# How do I multiply an integer and a double in Q#?

If I write this:

function f(n: Int) : Double {
return 1.5*n;
}


I get an error:

The arguments to the binary operator do not have a common base type.


Apparently I need a function to turn n from an Int into a Double. There are lots of functions going from double to int, like Microsoft.Quantum.Extensions.Math.Floor, but I wasn't able to find anything from int to double.

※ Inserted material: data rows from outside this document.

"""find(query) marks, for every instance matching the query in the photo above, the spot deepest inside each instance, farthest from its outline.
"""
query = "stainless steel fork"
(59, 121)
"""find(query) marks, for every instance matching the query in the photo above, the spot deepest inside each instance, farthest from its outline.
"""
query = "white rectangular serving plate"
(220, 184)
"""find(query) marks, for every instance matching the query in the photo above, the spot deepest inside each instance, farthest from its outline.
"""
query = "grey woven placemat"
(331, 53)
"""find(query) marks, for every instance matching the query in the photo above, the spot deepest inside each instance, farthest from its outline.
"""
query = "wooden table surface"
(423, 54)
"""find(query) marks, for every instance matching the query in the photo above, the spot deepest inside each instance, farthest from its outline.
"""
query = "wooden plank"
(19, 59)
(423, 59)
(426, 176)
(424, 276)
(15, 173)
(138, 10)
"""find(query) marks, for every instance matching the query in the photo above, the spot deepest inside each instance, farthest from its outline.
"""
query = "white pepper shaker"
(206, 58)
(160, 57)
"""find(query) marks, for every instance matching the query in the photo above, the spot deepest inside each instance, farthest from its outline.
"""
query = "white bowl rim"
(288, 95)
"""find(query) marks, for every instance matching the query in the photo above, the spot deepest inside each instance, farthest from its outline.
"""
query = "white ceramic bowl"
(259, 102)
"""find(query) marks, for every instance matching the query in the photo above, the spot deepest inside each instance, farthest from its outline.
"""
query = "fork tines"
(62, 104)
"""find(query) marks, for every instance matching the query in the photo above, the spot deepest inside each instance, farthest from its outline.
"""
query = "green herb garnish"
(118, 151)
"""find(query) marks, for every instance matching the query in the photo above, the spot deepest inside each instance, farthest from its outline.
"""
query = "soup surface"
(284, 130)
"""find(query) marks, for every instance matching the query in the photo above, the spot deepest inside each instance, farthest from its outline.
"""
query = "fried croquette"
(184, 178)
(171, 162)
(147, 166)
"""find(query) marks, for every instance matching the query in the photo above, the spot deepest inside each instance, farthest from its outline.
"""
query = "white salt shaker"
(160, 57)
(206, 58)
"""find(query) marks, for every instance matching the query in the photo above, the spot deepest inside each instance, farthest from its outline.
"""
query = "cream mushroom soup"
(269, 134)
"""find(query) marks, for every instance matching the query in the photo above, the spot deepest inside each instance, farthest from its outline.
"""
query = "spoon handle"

• You mean you want to know how subtyping is indicated in this language. Because (Num a) => a -> a -> a is not the same as (Num a,Num b) => a -> b -> a as Haskell would denote it. – AHusain Dec 30 '18 at 4:16
• @AHusain No, I was really just looking for the ToDouble function and couldn't find it. I know it's a dumb question, but that's the point of stack exchange: make task-oriented and problem-oriented documentation that's faster than searching the manual. – Craig Gidney Dec 30 '18 at 4:34
• This sort of question would be all good from someone who was new and didn't have the terminology to search. But it just doesn't seem to make sense to me coming from someone who already knows what to search for and how. – AHusain Dec 30 '18 at 5:09
• @AHusain I actually didn't know what to search for, or how. The documentation on types didn't say anything about it, autocomplete wasn't working, google doesn't understand that Q# is a term, and I didn't realize there was supposed to be a function list on the docs site (I use noscript and it just doesn't show unless you allow scripts). – Craig Gidney Dec 30 '18 at 8:54
• @CraigGidney: One thing we've found useful in searching for Q# on Google is to use "qsharp" as a search term rather than Q#. The query "qsharp" convert int to double returns ToDouble as the second hit for me in a private tab. – Chris Granade Dec 31 '18 at 5:21

You want the Microsoft.Quantum.Extensions.Convert.ToDouble function (deprecated in favor of Microsoft.Quantum.Convert.IntAsDouble in 0.6 release).
open Microsoft.Quantum.Extensions.Convert;

The reason it works this way is because in Q# (Num a) => a -> a -> a is not the same as (Num a,Num b) => a -> b -> a as Haskell would denote it.